Basics of error handling:

func sqrt(n float64) (float64, error) {
	if n < 0 {
		return 0, fmt.Errorf("invalid argument '%f', must be >= 0", n)
	}
	return math.Sqrt(n), nil
}

func printSqrt(n float64) {
	if res, err := sqrt(n); err == nil {
		fmt.Printf("sqrt of %f is %f\n", n, res)
	} else {
		fmt.Printf("sqrt of %f returned error '%s'\n", n, err)
	}

}

func main() {
	printSqrt(16)
	printSqrt(-16)
}
sqrt of 16.000000 is 4.000000
sqrt of -16.000000 returned error 'invalid argument '-16.000000', must be >= 0'

 

Unlike languages like C# or Python, Go handles failures by returning error values, not raising exceptions.

Go also provides exceptions with panic and recover but they should be used rarely.

Errors are values, just like integers or string.

Type error is a built-in interface which implements Error() string method.

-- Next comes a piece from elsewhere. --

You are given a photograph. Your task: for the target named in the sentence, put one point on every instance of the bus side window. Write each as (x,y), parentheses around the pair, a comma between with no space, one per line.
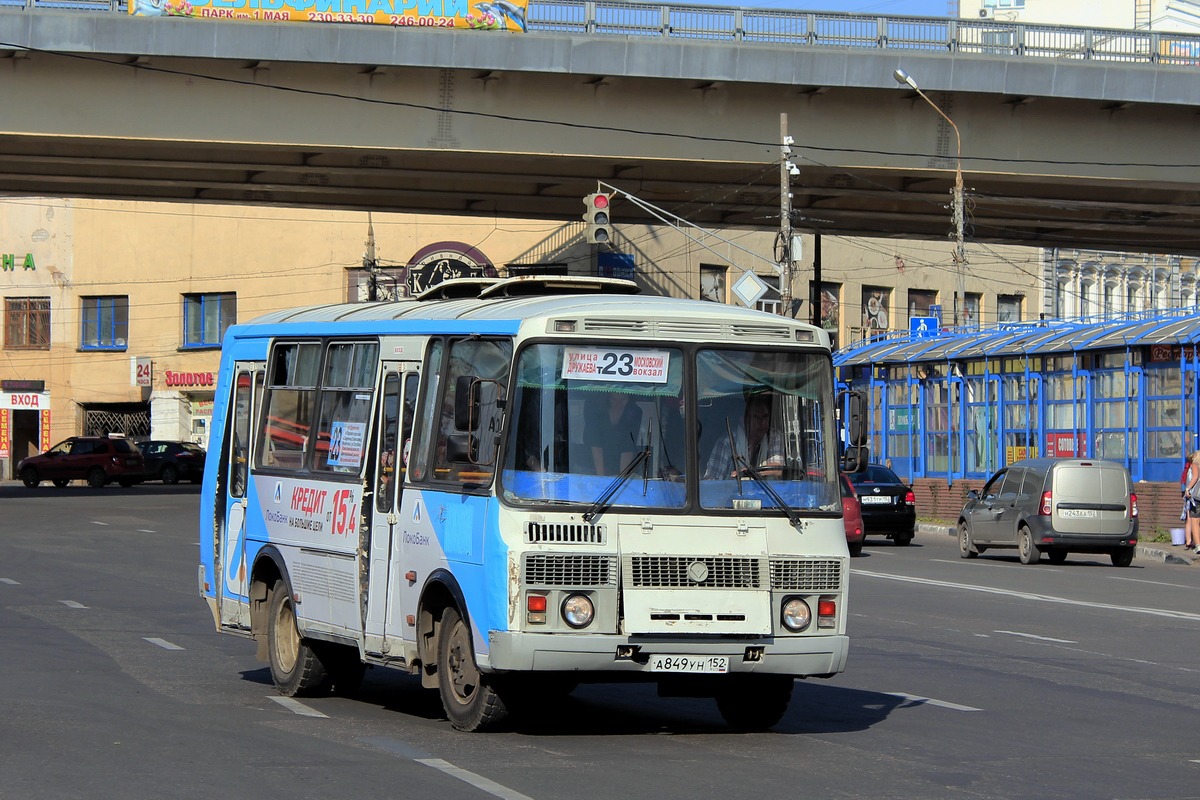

To indicate success, return nil.

To create an error you can use standard library functions errors.New(msg string) or fmt.Errorf(format string, args... interface{}).

You can also return custom error types by defining structs that implement Error() string method.

If a function returns an error, it should always be the last returned value.

Always check returned errors. A key to writing robust software is checking errors and handling them appropriately. Beginners often fail to check for errors and are then are faced with debugging mysterious failures.